The company has a drug called LMTX. Its chemical structure is similar to that of a dye called methylene blue, a compound with many uses, including as a stain and medication. Because of the similarity to a stain, LMTX colors the patient’s urine bluish green.

The researchers recruited 891 patients from 16 countries with a mild or moderate form of Alzheimer’s. The patients were randomly split into three groups. One group received a lower dose of LMTX, one a higher dose, and one a placebo. (The placebo group was given a tiny amount of LMTX, which colored their urine so that they wouldn’t suspect that they were part of the placebo group.)

Mostly the drug failed. Some 85% of patients who took LMTX or a placebo, along with their regular Alzheimer’s drug, showed no improvement in symptoms. But TauRx says that the remaining 15% of patients, who got LMTX doses (low or high) and didn’t consume any other Alzheimer’s drug, showed no decline in cognitive skills. For that sub-group, Alzheimer’s stopped progressing for the 15 months that the trial lasted.

So there is hope, right?

If there is any hope to derive from this trial, it comes with a lot of caveats. The limited success in the trial has led to both positive and negative media coverage. “Unprecedented Alzheimer’s drug slows disease by 80 per cent,” says New Scientist. “Promising Alzheimer’s treatment flops in new trial, crushing hopes,” says STAT News.

The sub-group that TauRx claims showed positive results is tiny. This kind of reporting, some scientists say, is cherry-picking of data. TauRx explains this odd result by suggesting that other Alzheimer’s drugs interfered with how LMTX acts. One hypothesis put forth by Claude Wischik, founder and chief executive of TauRx, is that other drugs “set off a mechanism that cells use to expel drugs.” But, for now, it is just a hypothesis. If there is indeed any real effect from LMTX, then TauRx will need to run a trial that specifically tests patients using only LMTX as an Alzheimer’s therapy.

Moreover, TauRx’s positive results are a comparison between those who received LMTX alone and the entire placebo group—whether or not patients in the placebo group were taking a different Alzheimer’s drug. But a better comparison would be to a placebo group not on any other Alzheimer’s drug.

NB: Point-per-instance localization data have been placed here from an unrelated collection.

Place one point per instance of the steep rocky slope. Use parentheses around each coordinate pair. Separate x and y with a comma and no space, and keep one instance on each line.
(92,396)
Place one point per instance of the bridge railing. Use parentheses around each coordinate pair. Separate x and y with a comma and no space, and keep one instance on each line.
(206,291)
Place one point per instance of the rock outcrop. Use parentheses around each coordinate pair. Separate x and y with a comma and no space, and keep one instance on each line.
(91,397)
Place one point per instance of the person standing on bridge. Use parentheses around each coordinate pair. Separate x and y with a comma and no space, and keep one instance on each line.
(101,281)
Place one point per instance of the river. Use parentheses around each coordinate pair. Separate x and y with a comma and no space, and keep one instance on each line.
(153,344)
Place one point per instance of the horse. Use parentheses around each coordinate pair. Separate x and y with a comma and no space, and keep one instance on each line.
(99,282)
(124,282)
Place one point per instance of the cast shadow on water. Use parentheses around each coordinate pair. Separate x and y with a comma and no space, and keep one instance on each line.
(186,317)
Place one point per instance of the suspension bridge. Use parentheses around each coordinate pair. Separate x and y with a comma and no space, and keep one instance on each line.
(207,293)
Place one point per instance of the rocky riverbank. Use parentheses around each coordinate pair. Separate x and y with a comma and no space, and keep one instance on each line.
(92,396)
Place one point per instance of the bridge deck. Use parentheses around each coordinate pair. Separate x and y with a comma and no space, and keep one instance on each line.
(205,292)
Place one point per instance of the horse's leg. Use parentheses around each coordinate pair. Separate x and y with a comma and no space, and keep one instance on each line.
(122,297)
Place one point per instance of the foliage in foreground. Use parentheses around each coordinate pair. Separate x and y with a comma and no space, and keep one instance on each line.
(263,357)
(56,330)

TauRx only announced the results at a conference and in a press release. They have promised to release the full results later this year. So there may still be a chance to bring the controversy to a firm conclusion.

Regardless of whether LMTX works, it is clear that pharma companies will keep trying. By one estimate, Alzheimer’s cost the US economy more than $200 billion annually. An effective treatment would save and improve many lives, while making someone a lot of money.